Currently, avalanche forecasting is done by experts using data from local weather stations and field observations from ski and cross-country ski operators, avalanche monitors for transport and industry, and volunteers who test manually the snowpack.
According to a new study published in Cold Regions Science and Technology journal, simulated snow cover models developed by a team of Canadian researchers can detect and track thin layers of snow.

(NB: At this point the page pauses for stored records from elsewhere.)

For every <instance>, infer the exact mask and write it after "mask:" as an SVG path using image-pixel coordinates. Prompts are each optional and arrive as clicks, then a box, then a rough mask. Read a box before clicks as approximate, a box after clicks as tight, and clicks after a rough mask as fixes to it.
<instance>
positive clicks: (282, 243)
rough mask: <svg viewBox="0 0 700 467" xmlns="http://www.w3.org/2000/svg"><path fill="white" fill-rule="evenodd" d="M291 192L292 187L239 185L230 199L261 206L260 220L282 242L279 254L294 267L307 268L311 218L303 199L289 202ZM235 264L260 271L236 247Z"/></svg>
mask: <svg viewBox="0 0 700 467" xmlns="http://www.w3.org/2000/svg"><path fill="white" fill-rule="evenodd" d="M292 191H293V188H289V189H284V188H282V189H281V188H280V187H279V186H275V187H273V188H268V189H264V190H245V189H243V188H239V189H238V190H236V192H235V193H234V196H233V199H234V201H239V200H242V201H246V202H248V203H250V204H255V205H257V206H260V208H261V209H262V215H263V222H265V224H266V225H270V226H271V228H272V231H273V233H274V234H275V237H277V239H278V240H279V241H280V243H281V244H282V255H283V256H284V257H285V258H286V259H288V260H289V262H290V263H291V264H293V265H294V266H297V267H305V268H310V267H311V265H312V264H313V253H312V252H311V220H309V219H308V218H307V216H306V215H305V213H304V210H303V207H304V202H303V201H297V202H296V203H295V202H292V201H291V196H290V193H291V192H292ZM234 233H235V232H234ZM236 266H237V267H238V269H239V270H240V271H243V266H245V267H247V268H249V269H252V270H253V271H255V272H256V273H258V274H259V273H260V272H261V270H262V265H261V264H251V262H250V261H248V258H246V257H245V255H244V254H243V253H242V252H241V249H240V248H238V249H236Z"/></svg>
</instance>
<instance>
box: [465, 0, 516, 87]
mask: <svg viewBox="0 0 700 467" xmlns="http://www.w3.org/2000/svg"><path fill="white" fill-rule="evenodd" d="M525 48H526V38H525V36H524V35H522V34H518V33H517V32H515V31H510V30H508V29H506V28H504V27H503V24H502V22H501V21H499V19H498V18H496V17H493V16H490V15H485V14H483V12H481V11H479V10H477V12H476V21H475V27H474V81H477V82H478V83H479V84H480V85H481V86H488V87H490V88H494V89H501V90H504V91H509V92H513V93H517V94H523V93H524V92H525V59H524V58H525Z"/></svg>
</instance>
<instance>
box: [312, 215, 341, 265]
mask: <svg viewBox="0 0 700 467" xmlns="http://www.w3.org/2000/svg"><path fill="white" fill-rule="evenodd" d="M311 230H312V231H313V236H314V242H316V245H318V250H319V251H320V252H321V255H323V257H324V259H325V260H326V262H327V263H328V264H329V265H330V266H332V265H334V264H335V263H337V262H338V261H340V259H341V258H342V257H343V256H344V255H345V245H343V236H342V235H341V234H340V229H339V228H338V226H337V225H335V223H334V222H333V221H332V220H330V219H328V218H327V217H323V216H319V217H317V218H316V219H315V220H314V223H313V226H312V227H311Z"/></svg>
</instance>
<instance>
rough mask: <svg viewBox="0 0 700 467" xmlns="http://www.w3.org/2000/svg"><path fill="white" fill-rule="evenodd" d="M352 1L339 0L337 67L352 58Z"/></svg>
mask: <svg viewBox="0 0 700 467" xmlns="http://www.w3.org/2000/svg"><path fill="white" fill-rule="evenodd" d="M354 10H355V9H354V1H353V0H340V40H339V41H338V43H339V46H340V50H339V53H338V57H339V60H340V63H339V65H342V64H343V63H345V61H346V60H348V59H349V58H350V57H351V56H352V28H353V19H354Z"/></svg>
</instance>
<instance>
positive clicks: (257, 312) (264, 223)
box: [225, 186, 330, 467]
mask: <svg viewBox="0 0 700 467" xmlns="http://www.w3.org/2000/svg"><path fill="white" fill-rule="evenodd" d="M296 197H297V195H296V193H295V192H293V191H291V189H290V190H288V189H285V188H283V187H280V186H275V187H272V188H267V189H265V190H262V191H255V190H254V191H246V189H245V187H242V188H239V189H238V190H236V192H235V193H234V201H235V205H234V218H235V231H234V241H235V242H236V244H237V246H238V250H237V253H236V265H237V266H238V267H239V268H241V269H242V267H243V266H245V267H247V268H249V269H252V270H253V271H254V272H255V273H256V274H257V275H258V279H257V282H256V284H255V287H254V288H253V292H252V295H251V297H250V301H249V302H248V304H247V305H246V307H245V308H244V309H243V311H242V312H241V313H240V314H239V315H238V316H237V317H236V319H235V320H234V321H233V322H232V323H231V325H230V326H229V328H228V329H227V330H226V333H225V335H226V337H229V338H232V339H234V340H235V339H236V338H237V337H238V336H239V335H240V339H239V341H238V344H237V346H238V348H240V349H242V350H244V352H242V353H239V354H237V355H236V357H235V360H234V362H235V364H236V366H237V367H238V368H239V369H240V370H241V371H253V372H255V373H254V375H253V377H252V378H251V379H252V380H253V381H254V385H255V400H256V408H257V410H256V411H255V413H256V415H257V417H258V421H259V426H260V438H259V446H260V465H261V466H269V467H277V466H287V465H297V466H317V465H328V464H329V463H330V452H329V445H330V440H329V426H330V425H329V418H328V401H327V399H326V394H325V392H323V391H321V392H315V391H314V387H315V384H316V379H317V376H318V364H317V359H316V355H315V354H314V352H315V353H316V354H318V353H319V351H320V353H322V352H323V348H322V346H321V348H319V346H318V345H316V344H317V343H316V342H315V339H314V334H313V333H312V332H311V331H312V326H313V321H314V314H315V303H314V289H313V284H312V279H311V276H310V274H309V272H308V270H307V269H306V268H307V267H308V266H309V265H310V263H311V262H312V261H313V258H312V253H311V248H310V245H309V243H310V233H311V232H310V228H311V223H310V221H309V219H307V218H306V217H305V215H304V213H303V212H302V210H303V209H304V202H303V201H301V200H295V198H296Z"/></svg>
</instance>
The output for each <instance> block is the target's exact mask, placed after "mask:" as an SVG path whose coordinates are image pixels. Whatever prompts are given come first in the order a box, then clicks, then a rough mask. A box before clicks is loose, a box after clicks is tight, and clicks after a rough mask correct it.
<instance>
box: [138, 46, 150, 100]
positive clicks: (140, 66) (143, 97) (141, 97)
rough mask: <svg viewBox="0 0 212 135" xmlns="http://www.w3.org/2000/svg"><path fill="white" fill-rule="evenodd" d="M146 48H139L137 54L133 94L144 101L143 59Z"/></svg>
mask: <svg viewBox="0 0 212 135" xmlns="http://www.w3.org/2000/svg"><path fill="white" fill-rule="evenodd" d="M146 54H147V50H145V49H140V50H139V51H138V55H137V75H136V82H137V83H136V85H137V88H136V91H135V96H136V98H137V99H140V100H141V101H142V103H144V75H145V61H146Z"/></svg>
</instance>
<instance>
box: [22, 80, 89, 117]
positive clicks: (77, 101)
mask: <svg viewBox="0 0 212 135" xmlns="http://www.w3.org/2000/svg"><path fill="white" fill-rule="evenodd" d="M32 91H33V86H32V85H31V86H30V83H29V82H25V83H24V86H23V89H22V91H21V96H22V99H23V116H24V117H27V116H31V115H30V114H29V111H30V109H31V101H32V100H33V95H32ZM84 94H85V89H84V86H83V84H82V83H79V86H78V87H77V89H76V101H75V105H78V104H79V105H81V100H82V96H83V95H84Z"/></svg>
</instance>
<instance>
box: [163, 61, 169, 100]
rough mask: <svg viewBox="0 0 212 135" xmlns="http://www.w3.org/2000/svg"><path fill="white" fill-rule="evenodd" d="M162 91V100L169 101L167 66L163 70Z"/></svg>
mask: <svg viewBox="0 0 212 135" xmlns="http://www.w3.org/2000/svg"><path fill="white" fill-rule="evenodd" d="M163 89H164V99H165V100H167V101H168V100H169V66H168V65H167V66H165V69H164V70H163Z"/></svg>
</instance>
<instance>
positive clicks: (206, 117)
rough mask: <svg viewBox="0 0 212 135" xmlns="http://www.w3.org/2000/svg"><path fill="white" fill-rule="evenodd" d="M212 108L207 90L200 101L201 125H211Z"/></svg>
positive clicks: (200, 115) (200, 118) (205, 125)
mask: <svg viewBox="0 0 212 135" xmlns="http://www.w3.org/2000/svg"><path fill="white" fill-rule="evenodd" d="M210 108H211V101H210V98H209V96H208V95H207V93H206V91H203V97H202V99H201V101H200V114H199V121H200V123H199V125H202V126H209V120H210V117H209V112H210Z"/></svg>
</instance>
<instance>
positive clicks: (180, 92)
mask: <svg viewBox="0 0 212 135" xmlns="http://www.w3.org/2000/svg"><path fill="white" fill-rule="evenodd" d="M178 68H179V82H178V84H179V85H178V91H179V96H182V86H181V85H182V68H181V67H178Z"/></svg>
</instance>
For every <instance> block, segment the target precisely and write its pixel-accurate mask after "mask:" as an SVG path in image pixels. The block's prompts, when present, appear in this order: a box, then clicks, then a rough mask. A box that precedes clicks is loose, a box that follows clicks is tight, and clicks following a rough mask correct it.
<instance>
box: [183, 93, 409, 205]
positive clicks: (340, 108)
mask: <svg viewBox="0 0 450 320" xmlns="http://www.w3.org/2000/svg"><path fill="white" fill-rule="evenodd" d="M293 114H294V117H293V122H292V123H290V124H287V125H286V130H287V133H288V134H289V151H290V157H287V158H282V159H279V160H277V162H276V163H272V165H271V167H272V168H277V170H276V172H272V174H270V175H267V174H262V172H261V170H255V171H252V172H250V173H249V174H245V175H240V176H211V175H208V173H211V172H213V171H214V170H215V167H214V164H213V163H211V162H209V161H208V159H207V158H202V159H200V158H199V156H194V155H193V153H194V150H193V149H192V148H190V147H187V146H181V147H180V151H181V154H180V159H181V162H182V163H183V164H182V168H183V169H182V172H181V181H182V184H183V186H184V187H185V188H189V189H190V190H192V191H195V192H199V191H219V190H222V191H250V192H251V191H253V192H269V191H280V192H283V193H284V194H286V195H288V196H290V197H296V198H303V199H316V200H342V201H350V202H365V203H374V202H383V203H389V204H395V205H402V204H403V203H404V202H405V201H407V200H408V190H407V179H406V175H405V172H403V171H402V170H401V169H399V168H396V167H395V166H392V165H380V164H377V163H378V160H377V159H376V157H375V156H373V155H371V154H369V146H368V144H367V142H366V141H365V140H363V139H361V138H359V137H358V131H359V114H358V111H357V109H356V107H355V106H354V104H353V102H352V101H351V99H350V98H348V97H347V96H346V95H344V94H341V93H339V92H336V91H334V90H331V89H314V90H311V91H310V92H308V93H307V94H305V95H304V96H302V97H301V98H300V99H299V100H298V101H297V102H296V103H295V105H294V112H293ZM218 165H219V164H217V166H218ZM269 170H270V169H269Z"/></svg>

This can detect avalanche risk in a unique way, and also provide forecasters with an additional reliable tool when local data is insufficient or unavailable.
Among the natural hazards, that of avalanches still causes avoidable deaths. There have been forecasting models for a few decades already, and they are constantly improving, but they are not being applied effectively. Today the simulations developed by the researchers could determine the risk of avalanches, both natural and artificial, for all types of problems. Fresh snow, wet snow, gusts of wind, persistent weak layers, everything.

Predict avalanches, save lives
"Describing the typical situations that can be encountered is a great way to communicate the risk of avalanches," says the meteorologist. Simon Horton. "In many situations, however, there is a fair amount of uncertainty about the human assessment of what phenomena these types of scenery they will be able to produce ".
This is where having more automated solutions that can help predict potential hazards can help forecasters prepare a more accurate and precise forecast. The results of the study showed that the model developed is consistent with the actual observed avalanche frequencies in Canada over the past 16 years. And above all it has shown that the approach has the potential to support avalanche forecasting in the future.